Fountain Valley RNs and professionals win big raises after joining NUHW
Approximately 850 NUHW-represented registered nurses, medical social workers, speech therapists, physical therapists and pharmacists at Tenet Healthcare’s Fountain Valley Regional Hospital voted overwhelmingly Thursday to ratify a contract that will significantly improve wages and help the hospital confront a severe understaffing crisis.
The three-year agreement averted a potential strike at the 400-bed hospital, which provides safety net services to residents in Fountain Valley and surrounding cities.
The agreement, which was covered by the Orange County Register, includes:
16 to 41 percent increases in starting wage rates.
Cost of living raises ranging from 11 to 41 percent with the average worker receiving a 17 percent increase over the course of the contract.
Measures to reduce turnover including the restoration of a longevity bonus and a new pathway for registered nurses to advance to a higher classification with an additional wage increase.
Measures to address understaffing including provisions to address violations of nurse staffing ratios and restrict management’s ability to cancel shifts when the hospital is not fully staffed. Last year, registered nurses at Fountain Valley reported missing 31,000 meal breaks because shifts were not adequately staffed.
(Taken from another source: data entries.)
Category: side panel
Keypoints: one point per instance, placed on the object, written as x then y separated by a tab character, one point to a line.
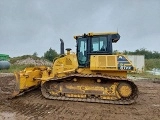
64	65
110	63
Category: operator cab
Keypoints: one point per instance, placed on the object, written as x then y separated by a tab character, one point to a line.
94	44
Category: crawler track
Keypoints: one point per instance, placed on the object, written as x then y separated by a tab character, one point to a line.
128	100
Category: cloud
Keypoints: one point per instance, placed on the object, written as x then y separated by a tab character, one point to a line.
28	26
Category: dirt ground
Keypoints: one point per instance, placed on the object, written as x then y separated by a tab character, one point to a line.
33	106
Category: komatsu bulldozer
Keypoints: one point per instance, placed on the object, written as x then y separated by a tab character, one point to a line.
93	74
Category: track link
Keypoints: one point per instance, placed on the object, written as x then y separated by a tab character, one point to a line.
124	101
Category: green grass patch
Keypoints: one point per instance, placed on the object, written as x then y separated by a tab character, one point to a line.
15	68
145	75
152	63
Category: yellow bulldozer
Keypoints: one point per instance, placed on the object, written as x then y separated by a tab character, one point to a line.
92	74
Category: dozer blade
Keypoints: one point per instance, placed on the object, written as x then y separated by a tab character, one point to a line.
12	85
8	85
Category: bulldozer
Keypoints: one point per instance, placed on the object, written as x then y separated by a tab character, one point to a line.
92	74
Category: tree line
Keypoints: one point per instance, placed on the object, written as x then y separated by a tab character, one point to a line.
148	54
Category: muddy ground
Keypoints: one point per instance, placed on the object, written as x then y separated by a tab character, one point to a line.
33	106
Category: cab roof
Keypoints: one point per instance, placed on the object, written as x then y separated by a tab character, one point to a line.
96	34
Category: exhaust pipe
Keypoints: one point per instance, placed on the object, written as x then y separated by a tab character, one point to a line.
61	47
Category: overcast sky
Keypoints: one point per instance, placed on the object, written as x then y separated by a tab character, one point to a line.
28	26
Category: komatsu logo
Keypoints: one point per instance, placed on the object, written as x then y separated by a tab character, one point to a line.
125	67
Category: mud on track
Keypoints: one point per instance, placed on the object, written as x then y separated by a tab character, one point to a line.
33	106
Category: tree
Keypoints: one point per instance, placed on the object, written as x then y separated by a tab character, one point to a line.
50	54
35	54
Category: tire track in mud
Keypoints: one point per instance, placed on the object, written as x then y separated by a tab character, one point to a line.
33	106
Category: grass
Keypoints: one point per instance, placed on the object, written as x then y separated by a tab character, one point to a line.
145	75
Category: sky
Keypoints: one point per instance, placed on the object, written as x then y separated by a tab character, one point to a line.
28	26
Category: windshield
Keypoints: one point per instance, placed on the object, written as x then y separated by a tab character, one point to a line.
82	51
99	44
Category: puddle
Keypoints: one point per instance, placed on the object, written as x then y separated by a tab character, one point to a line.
7	116
156	105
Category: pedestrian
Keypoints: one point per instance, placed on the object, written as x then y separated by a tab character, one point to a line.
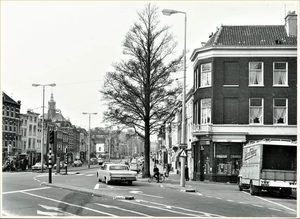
12	165
156	173
186	173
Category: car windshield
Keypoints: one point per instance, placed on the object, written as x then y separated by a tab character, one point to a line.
119	167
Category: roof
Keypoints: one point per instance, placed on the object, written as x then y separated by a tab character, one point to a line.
251	35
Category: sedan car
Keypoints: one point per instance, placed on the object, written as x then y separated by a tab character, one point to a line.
116	173
77	163
61	165
38	166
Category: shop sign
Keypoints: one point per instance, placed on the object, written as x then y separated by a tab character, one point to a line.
221	156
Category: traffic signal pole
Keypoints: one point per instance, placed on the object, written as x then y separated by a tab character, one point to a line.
51	141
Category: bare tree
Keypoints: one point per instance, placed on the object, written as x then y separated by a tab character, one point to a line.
141	91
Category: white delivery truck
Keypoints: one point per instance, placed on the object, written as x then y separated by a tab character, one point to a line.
269	165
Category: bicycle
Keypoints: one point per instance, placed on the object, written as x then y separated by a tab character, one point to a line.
161	178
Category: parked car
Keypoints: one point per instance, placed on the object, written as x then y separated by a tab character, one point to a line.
134	167
77	163
38	166
116	173
61	165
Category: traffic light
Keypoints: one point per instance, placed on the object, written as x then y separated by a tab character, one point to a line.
51	137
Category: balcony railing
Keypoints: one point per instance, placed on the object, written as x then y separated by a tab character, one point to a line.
197	128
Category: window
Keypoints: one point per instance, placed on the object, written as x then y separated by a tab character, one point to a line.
255	73
280	111
206	75
205	111
256	111
7	111
280	73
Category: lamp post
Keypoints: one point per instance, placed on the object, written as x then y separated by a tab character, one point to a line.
42	141
183	144
89	145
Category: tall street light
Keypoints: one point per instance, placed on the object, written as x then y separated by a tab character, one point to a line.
89	144
183	144
42	143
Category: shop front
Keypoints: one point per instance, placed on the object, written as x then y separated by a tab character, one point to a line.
217	158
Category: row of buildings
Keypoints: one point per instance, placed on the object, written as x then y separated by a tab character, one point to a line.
245	88
22	135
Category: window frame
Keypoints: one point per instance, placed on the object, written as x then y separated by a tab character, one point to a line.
205	72
262	111
286	74
262	74
207	119
286	111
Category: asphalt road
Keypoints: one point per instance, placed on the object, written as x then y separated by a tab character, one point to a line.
79	194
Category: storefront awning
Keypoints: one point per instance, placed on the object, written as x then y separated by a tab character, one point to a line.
229	138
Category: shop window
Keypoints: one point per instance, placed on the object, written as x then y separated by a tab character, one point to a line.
228	159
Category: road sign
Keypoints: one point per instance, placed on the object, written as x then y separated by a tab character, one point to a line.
183	153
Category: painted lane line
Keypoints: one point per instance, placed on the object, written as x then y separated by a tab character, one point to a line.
258	206
122	209
141	193
172	207
66	203
186	209
159	208
26	190
96	186
276	204
274	209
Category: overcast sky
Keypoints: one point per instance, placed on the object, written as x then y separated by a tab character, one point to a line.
74	43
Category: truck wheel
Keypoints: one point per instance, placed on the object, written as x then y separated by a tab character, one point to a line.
285	192
253	189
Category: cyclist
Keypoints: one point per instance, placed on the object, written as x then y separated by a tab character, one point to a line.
156	172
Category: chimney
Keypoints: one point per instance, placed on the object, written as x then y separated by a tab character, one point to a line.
291	24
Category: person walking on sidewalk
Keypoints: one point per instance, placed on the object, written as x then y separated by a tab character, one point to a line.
186	173
156	172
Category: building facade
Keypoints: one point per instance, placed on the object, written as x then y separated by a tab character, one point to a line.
11	134
245	88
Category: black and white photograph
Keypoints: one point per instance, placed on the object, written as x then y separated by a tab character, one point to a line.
149	109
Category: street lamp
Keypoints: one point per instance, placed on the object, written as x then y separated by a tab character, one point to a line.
42	145
89	145
183	144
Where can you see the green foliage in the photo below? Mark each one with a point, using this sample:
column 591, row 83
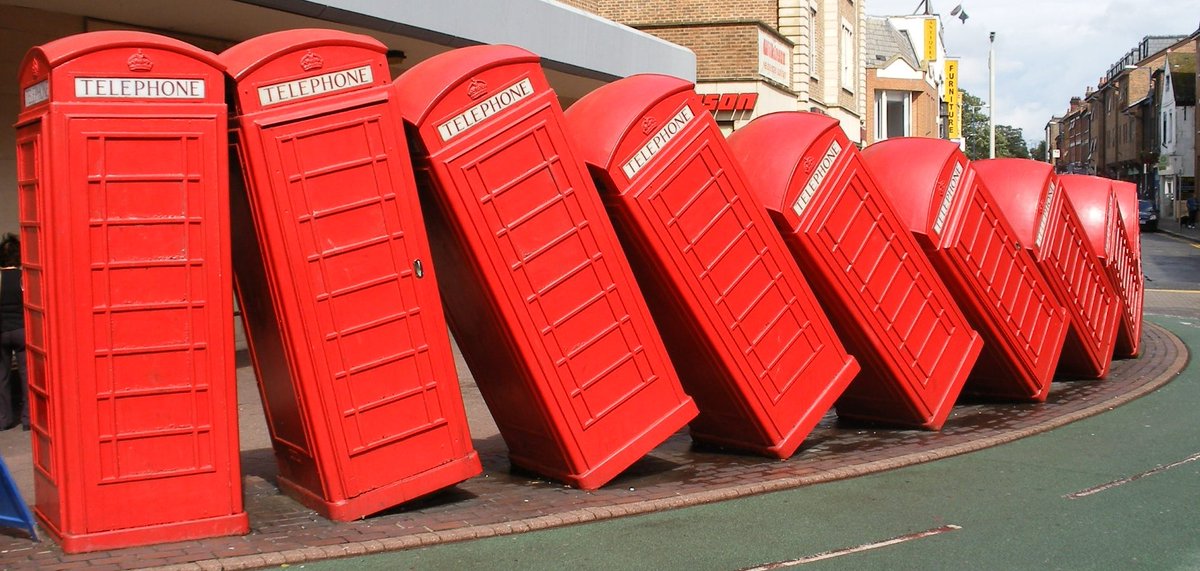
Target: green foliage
column 1038, row 151
column 1009, row 140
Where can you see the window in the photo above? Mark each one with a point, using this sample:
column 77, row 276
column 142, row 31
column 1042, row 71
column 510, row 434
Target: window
column 846, row 56
column 892, row 113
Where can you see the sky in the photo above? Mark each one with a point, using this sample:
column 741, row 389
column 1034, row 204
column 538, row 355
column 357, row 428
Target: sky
column 1047, row 50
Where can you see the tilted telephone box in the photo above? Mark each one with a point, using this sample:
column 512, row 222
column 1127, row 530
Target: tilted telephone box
column 885, row 299
column 335, row 282
column 743, row 326
column 972, row 246
column 1097, row 206
column 539, row 294
column 1030, row 194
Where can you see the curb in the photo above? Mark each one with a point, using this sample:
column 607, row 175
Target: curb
column 1169, row 373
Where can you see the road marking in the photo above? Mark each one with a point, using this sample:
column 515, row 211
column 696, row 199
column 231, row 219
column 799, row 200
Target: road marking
column 831, row 554
column 1096, row 490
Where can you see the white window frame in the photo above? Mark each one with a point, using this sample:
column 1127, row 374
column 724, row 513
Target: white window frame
column 846, row 56
column 881, row 113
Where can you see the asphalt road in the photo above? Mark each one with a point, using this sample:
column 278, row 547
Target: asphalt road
column 1170, row 262
column 1117, row 491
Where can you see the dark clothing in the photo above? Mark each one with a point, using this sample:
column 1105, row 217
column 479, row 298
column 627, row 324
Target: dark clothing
column 12, row 314
column 13, row 380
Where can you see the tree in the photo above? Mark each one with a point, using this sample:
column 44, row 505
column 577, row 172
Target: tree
column 1009, row 140
column 1011, row 143
column 1038, row 151
column 975, row 127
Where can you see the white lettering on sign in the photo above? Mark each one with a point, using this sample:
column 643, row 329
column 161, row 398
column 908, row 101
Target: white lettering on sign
column 37, row 92
column 658, row 142
column 774, row 59
column 948, row 199
column 139, row 88
column 486, row 108
column 819, row 175
column 1045, row 216
column 315, row 85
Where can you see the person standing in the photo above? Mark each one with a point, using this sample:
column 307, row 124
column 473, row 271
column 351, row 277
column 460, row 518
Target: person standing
column 13, row 396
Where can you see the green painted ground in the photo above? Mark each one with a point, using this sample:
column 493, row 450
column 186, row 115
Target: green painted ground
column 1009, row 502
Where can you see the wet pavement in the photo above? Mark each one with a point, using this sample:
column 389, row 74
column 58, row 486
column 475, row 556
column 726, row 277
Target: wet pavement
column 675, row 474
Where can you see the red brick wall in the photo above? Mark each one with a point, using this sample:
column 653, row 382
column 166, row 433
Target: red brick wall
column 640, row 13
column 723, row 50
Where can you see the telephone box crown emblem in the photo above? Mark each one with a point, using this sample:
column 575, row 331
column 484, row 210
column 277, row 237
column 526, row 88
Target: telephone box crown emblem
column 477, row 89
column 648, row 125
column 139, row 61
column 311, row 61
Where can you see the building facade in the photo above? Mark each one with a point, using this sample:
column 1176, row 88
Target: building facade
column 904, row 98
column 778, row 54
column 1175, row 85
column 413, row 31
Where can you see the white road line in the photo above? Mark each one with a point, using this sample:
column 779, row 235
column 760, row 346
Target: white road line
column 831, row 554
column 1096, row 490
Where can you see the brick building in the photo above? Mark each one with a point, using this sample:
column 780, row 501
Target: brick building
column 778, row 54
column 905, row 101
column 414, row 31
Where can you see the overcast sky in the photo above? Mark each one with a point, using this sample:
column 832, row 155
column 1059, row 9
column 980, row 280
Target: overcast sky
column 1047, row 50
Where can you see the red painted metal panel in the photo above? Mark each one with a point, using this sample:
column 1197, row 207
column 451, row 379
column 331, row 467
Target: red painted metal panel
column 748, row 337
column 1030, row 194
column 886, row 300
column 1098, row 210
column 978, row 256
column 121, row 188
column 339, row 295
column 540, row 295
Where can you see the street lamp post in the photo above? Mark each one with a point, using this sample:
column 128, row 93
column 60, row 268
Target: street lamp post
column 991, row 95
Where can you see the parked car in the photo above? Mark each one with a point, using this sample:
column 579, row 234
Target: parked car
column 1147, row 216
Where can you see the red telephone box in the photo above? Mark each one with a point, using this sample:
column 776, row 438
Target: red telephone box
column 1127, row 202
column 1134, row 280
column 123, row 182
column 976, row 252
column 742, row 325
column 540, row 295
column 1096, row 204
column 882, row 294
column 1030, row 194
column 337, row 293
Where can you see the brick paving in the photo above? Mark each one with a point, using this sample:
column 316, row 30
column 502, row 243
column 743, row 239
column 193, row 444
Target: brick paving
column 675, row 474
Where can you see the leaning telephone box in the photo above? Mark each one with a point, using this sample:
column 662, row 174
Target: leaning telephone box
column 123, row 181
column 742, row 325
column 1096, row 204
column 976, row 252
column 1135, row 283
column 337, row 293
column 1127, row 202
column 882, row 294
column 540, row 296
column 1029, row 193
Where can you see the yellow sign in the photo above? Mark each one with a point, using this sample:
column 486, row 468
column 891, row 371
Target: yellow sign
column 954, row 116
column 952, row 79
column 953, row 101
column 930, row 40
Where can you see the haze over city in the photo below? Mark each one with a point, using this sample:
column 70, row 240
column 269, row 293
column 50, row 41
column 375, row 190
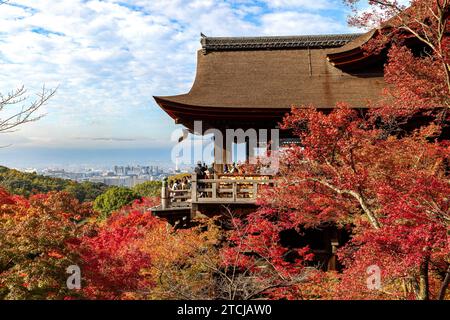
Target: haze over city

“This contract is an important first step toward addressing the under-resourcing of our hospital that has forced far too many of our colleagues to leave and jeopardized the care our patients receive,” Dianne Adams, a nurse in the Recovery Room. “We’re excited to work with our colleagues to keep the pressure on Tenet to make Fountain Valley a better hospital for patients and caregivers.”
This is the first contract the caregivers have negotiated as NUHW members. NUHW already represents more than 700 medical technicians, nursing assistants, housekeepers and food service workers at the hospital, who won big raises and improved workplace safety protections in contracts they negotiated last year.
During five months of bargaining, Tenet initially rejected proposals aimed at addressing low pay and understaffing, but the Dallas-based corporation made significant movement after workers authorized a strike in October.
“We formed a new union to have a say in how our hospital is run and to stand up for the people in our community who depend on us for vital care,” said Julie Hayward, a registered nurse at Fountain Valley. “This is a big victory that will help us retain our dedicated caregivers and hold Tenet executives accountable for providing safe patient care in our community.”